UPDATES WITH MORE COMMENTS FROM CHINESE FOREIGN MINISTRY, MORE DETAILS; CHANGES HEADER, DECK, EDITS THROUGHOUT
By Riyaz ul Khaliq
ISTANBUL (AA) – Defending its relations with Russia, China on Wednesday asked NATO not to expand to Asia-Pacific and avoid “sowing seeds of chaos” in the region.
Beijing also rejected the NATO summit declaration that relations between Beijing and Moscow “threatened the rule-based international order.”
“We urge NATO to stop making groundless accusations and provocative rhetoric targeting China, quit the outdated Cold War mentality, ditch the wrongdoing of seeking absolute security,” said Wang Wenbin, a spokesman for China’s Foreign Ministry.
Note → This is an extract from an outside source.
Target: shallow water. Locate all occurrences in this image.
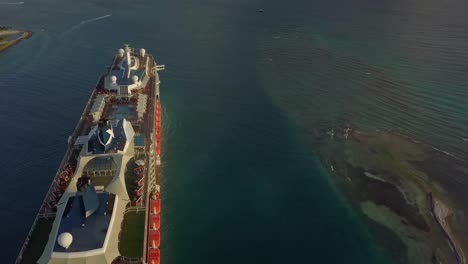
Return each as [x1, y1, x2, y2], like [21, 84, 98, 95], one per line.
[1, 0, 467, 262]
Wang told reporters in Beijing: “We have seen what NATO has done to Europe, and NATO must not seek to sow chaos here in the Asia-Pacific or elsewhere in the world.”
NATO hosted leaders of Asia-Pacific partners from Australia, South Korea, New Zealand, and Japan – known as AP4 of NATO – at its Vilnius, Lithuania, summit.
There are reports that NATO and Japan are also discussing plans to open the military alliance’s first office in Japan though France is said to have been opposing the move.
On Beijing’s relations with Moscow, Wang said the China-Russia relationship “is built on the basis of no-alliance, no-confrontation, and no-targeting of any third party.”
“It rises above the model of military and political alliance in the Cold War era and provides a model for major-country relations. This is fundamentally different from the exclusive groupings and bloc confrontation practiced by some NATO countries,” said Wang, according to a transcript of his news briefing.
On Tuesday, a joint statement issued after day one of the NATO leaders’ summit in Vilnius, said: “The deepening strategic partnership between the PRC (People’s Republic of China) and Russia and their mutually reinforcing attempts to undercut the rules-based international order run counter to our values and interests.”
The statement called on China to play a “constructive role” as a permanent member of the UN Security Council and to condemn Russia’s war on Ukraine.
Reacting to NATO’s joint statement, a spokesman for the Chinese Mission to the EU said Tuesday night: "China also firmly opposes NATO's eastward expansion."
It said Beijing will "firmly defend its sovereignty, security, and development interests and strongly oppose NATO's eastward expansion into the Asia-Pacific."